Seven of the Most Popular Protest Songs of the 1960s
How Many Protests?
In the 1960s, there were countless protests, mostly centering around the Vietnam War. It was the era of the Hippies; the time when San Francisco became a magnet and mecca for the protest and free love movement.
In 1967, it was the “The Summer of Love;” and 2 years later, of the famous Woodstock gathering and concert; the Haight-Ashbury; the era of San Francisco's Fillmore Auditorium with its concerts by the likes of Janis Joplin; The Grateful Dead; Jefferson Airplane; Joan Baez, and many others.
It was the time of my teenage years; I was a senior in high school in 1965, yet, having been raised in a very over-protected way, I was blissfully unaware of any of this; I learned about it some years after, when it had passed into history, however recent.
My awareness of this general social atmosphere came through songs played on the radio. Some were written by the artists; many were revived songs of far earlier times, even coming from the gospel movement, in at least one case. Here, then, are my favorites, in no particular order.
1) Michael, Row the Boat Ashore
This is one of the songs I am aware of that was a revival of an old gospel tune. But, it somehow fit into the mood of the times. I recall this one so well, because I actually won a copy on a radio contest. That was a first for me!
The program was called, “Name It and Claim It.” They would give the phone number, start the song, and the first person to get through with the correct name of the song, and the name of the artist or group, was sent a 45rpm recording of that tune. (We are talking of the old vinyl records, here, not CDs or any other of our modern music devices!)
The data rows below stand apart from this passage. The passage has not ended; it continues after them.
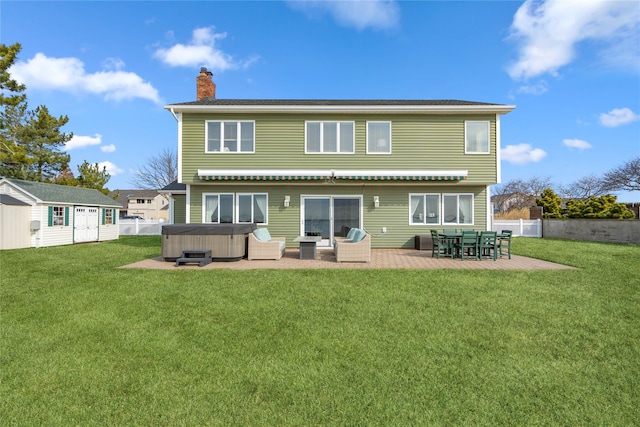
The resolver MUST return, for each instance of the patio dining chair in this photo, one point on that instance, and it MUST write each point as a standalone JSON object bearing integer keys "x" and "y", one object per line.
{"x": 467, "y": 247}
{"x": 504, "y": 243}
{"x": 441, "y": 245}
{"x": 487, "y": 245}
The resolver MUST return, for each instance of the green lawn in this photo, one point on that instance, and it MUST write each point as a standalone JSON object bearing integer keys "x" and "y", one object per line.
{"x": 85, "y": 343}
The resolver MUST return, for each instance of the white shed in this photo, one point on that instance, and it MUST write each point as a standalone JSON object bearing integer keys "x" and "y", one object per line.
{"x": 36, "y": 214}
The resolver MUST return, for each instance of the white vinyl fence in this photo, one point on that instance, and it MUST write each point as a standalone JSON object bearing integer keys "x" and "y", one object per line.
{"x": 520, "y": 227}
{"x": 140, "y": 227}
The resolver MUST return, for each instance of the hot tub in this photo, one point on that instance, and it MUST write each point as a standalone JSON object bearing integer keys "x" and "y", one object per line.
{"x": 227, "y": 242}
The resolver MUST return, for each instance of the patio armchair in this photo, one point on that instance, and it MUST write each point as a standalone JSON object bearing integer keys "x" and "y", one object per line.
{"x": 467, "y": 247}
{"x": 504, "y": 243}
{"x": 357, "y": 249}
{"x": 487, "y": 245}
{"x": 441, "y": 246}
{"x": 263, "y": 246}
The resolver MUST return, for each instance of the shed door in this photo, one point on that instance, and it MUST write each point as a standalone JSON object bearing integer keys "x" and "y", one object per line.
{"x": 85, "y": 224}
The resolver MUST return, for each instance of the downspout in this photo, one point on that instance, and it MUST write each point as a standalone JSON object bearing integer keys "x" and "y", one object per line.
{"x": 175, "y": 116}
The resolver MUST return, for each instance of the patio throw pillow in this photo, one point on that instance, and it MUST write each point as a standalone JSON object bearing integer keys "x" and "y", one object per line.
{"x": 351, "y": 233}
{"x": 358, "y": 235}
{"x": 262, "y": 234}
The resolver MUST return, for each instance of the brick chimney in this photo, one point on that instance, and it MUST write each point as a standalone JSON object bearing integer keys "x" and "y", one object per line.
{"x": 205, "y": 87}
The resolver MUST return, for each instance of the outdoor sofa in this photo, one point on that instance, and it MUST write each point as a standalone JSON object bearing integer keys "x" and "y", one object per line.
{"x": 356, "y": 247}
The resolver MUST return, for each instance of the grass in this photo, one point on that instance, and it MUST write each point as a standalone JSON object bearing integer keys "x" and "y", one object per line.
{"x": 85, "y": 343}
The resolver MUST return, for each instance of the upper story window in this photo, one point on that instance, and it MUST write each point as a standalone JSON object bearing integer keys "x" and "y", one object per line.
{"x": 329, "y": 137}
{"x": 230, "y": 136}
{"x": 378, "y": 137}
{"x": 476, "y": 137}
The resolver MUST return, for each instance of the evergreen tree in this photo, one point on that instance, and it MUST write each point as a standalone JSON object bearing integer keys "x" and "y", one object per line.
{"x": 44, "y": 141}
{"x": 31, "y": 142}
{"x": 90, "y": 176}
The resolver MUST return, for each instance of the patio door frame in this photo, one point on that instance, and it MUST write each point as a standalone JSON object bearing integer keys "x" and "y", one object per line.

I was so excited, but then so disappointed, to find that the record had been cracked in transit. However, the little adapter gizmo that allowed 45rpm records to be played on a standard spindle, held it together well enough to allow playing it, even though that caused a little hiccup on each revolution.
This is the Version That Was My Prize
2) Where Have All the Flowers Gone?
This song has always been one of my favorites; probably because I can actually sing it, without it going outside my vocal range.
But the poetic imagery is also very poignant, and fitting of the times; indeed, it is fitting in any era in which there is a war happening. Sadly, that's pretty much all the time on this planet, if we humans can never learn to get along.
This version is covered by the Kingston Trio, another popular group of that era. It was originally written by Pete Seger.
Cover By The Kingston Trio
3) If I Had a Hammer
This was originally written in 1949, and is an example of another revived song of older origins. Written by Pete Seger and Lee Hays, it became better known when performed by Peter, Paul, and Mary.
The Seekers Perform This Song
4) Blowing In The Wind
Another song made popular by the Peter, Paul, and Mary group, it is an emotional song (at least, that's my take), about the answers and solutions to the world's problems being patently obvious, if only people would just stop, think, and listen to each other.
Lyrics by Bob Dylan.
Peter, Paul, and Mary
5) We Shall Overcome
Ah, yes, someday! Arranged and revised by Pete Seger, from a much earlier gospel song, this was sung both at protests over the unpopular war, (when is war ever popular??), and at civil rights marches.
Covered by Joan Baez, this is one that often, as she has done in this rendition, offered the opportunity for audience participation.
6) I Am Woman
Hear me roar! This Helen Reddy classic was more about the women's movement than any of the other protest songs, but it still fits under a protest: a protest against the inequality between men and women, and the mistreatment of women by society at large.
Performed By the Original Artist
7) Turn, Turn, Turn
Yet another of Pete Seger's hits, this one strikes a chord of peace, and patience; everything in its own time. It came from verses in the Christian Bible, which makes it fit in with the revivals of the old gospel songs that were re-purposed for the era.
The group known as "The Byrds" performed my preferred version of this tune.
Turn, Turn, Turn (To Everything There is a Season)
So, How Many Protest Songs?
There were oh, so many, many more; it would take a serious research project to catalog all of them. The ones I've grouped here fall more into the “please, let us have peace” category of mellow ballads.
There is another entire segment of songs that feature a much more aggressive, militant stance of making their complaints and protests, but that style of music never appealed much to me. That music is much harsher, often dissonant, with the vocals more yelled than sung, and not altogether pleasing to my ears.
There was one 'mellow ballad' type that I was able to sing, but never all the way through: it made me cry every time. It was more about perpetuating the culture of war, and sending new generations into battle. That song was obviously the opposite of a protest song, so I've not included a sample for this list. I'm talking about "The Ballad of the Green Berets." It made me feel very conflicted as well, because I do like the melody, but not the message.
This concludes my presentation of the protest songs I liked, and still do. Most of them are now in my personal collection, so I can listen to them whenever I like.
And yes, there is still war happening, and these songs are as relevant as ever.